ANN ARBOR -- A new affiliation between Sparrow Children's Center and the University of Michigan's C.S. Mott Children's Hospital will provide children and families in the mid-Michigan area with expanded pediatric specialty care close to home.
The new agreement, announced today, will promote collaboration between physicians at UM's C.S. Mott Children's Hospital and Sparrow Children's Center.
Membership in the Mott Children's Hospital Network will strengthen and expand existing partnerships. Currently, Mott Children's Hospital pediatric surgeons perform procedures at Sparrow Children's Center and a Mott pediatric cardiologist has based her practice in Lansing.
"This agreement is great news for children and families in the Lansing area," said Chris Dickinson, M.D., interim executive director of C.S. Mott Children's Hospital. "Our affiliation will provide Sparrow patients direct access to the specialized pediatric care at C.S. Mott Children's Hospital, but also will allow local care to remain local: our specialists will provide care in Lansing, in addition to our hospital in Ann Arbor."
Hospital officials hope the collaboration will allow physicians to find new ways to detect and treat disease, allow for development of common resources and joint efforts on pediatric care initiatives.
"Our organizations are working together to provide expanded care right here in Lansing at the Sparrow Children's Center," said Dennis Swan, Sparrow president and CEO. "Our physicians will have access to the latest Mott expertise and clinical care resources, and will collaborate with Mott physicians so that patients only travel outside the region when necessary."
The affiliation also can assist in making clinical research trials more readily available in the community.
Another key advantage to the affiliation is the ability to jointly recruit new pediatric faculty to practice in the Lansing area.
"We look forward to working with Sparrow and UM faculty to recruit new physicians to work in Lansing," Dickinson said.

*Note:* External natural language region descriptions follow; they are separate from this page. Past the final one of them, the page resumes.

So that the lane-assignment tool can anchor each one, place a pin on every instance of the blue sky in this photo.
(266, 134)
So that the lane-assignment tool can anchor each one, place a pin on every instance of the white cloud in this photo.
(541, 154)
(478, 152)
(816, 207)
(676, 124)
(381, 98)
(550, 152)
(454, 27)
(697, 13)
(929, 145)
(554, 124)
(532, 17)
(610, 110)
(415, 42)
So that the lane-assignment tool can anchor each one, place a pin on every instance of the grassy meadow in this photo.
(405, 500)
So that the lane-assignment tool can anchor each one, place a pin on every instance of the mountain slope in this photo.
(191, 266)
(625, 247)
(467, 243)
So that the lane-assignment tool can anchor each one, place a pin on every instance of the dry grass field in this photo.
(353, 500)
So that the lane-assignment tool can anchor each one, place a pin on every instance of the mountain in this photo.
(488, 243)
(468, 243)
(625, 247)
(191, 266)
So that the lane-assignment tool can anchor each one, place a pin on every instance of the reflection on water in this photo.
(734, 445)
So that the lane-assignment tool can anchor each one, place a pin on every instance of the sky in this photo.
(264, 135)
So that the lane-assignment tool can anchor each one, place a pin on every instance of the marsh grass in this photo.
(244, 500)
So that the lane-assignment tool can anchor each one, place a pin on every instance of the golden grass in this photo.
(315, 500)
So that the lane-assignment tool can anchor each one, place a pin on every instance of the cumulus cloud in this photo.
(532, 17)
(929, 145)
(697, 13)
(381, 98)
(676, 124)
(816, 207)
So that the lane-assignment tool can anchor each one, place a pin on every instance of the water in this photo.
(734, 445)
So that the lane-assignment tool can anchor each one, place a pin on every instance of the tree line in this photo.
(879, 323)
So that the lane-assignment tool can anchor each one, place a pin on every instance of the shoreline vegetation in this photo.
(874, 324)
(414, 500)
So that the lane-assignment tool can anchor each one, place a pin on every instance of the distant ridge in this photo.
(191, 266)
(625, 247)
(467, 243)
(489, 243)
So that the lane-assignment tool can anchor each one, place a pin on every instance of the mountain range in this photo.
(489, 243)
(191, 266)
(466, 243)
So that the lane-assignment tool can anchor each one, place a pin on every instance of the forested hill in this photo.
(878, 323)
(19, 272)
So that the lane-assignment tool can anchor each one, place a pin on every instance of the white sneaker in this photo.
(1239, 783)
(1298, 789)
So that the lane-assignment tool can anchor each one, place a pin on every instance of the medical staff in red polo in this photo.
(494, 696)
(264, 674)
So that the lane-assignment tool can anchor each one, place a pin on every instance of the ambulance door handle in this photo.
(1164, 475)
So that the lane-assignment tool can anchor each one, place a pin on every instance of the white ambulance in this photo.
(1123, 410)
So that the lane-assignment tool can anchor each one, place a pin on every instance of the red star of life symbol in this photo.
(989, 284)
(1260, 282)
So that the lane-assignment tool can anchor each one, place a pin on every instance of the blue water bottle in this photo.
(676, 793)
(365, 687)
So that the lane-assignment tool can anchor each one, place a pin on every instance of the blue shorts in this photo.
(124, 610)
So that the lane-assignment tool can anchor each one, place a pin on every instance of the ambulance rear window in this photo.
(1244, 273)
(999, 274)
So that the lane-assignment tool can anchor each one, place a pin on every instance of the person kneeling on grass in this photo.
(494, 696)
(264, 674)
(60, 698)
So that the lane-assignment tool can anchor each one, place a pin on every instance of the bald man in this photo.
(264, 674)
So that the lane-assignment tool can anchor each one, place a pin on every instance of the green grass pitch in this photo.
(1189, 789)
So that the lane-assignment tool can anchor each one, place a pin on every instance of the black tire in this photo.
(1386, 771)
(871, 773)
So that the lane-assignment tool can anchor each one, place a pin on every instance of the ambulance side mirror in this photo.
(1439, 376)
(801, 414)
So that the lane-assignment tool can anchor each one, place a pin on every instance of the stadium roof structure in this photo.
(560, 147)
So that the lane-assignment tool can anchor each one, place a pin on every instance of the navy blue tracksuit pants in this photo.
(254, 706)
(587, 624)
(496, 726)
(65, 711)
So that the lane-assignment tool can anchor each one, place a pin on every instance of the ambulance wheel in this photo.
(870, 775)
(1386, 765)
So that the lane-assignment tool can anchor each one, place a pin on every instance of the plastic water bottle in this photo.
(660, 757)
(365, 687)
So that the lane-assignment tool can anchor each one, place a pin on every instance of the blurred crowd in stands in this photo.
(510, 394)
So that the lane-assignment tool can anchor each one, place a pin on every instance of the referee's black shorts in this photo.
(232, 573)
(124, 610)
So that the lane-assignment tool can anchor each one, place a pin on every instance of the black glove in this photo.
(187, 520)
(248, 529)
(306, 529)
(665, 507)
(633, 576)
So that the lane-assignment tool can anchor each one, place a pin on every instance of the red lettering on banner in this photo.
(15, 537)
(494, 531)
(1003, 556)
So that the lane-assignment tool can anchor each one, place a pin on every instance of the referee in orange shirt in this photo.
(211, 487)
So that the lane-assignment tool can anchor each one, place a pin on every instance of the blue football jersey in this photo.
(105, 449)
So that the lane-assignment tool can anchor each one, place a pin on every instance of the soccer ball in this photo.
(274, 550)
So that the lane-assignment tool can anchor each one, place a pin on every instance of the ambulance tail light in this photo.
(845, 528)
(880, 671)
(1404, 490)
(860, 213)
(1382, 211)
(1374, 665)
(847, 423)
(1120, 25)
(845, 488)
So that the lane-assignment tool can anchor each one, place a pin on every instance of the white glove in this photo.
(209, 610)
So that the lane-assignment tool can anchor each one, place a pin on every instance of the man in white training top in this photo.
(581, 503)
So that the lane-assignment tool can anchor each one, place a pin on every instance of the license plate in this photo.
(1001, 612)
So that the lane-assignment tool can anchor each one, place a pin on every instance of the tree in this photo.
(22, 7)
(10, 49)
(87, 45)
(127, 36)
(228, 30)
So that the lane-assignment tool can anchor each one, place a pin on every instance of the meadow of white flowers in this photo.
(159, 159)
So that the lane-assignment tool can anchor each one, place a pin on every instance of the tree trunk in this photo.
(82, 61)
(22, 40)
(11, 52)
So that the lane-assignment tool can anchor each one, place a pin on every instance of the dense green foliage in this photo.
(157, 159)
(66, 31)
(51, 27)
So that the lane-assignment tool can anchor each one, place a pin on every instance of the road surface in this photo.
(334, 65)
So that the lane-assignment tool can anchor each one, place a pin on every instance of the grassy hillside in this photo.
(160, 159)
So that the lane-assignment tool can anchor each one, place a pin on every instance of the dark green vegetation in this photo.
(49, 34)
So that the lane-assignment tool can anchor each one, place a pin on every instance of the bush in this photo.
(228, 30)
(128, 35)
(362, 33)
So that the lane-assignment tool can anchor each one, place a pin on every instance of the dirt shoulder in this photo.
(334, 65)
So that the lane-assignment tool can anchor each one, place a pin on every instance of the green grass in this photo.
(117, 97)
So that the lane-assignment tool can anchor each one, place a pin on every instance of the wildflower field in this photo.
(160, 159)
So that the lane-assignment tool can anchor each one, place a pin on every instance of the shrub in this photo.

Sparrow also will have enhanced neonatal intensive care transport when the University of Michigan Survival Flight takes over as Sparrow's air medical transport service on Jan. 1. The move gives Sparrow access to the most technologically advanced aircraft in the state and medically supervised flights with physicians who are residents at University of Michigan.
Survival Flight maintains two helicopters 24 hours per day, seven days per week with a third helicopter available for backup.
"This is about what is best for kids. We are truly excited about the possibilities this can offer and are eager to further build this affiliation," says Dickinson.
According to Swan, "Forming closer relationships, collaborating, and sharing information tools with leading medical providers, like this affiliation with Mott, is another step in fulfilling Sparrow's mission to improve healthcare of the people in our communities by providing quality, compassionate care to everyone, every time."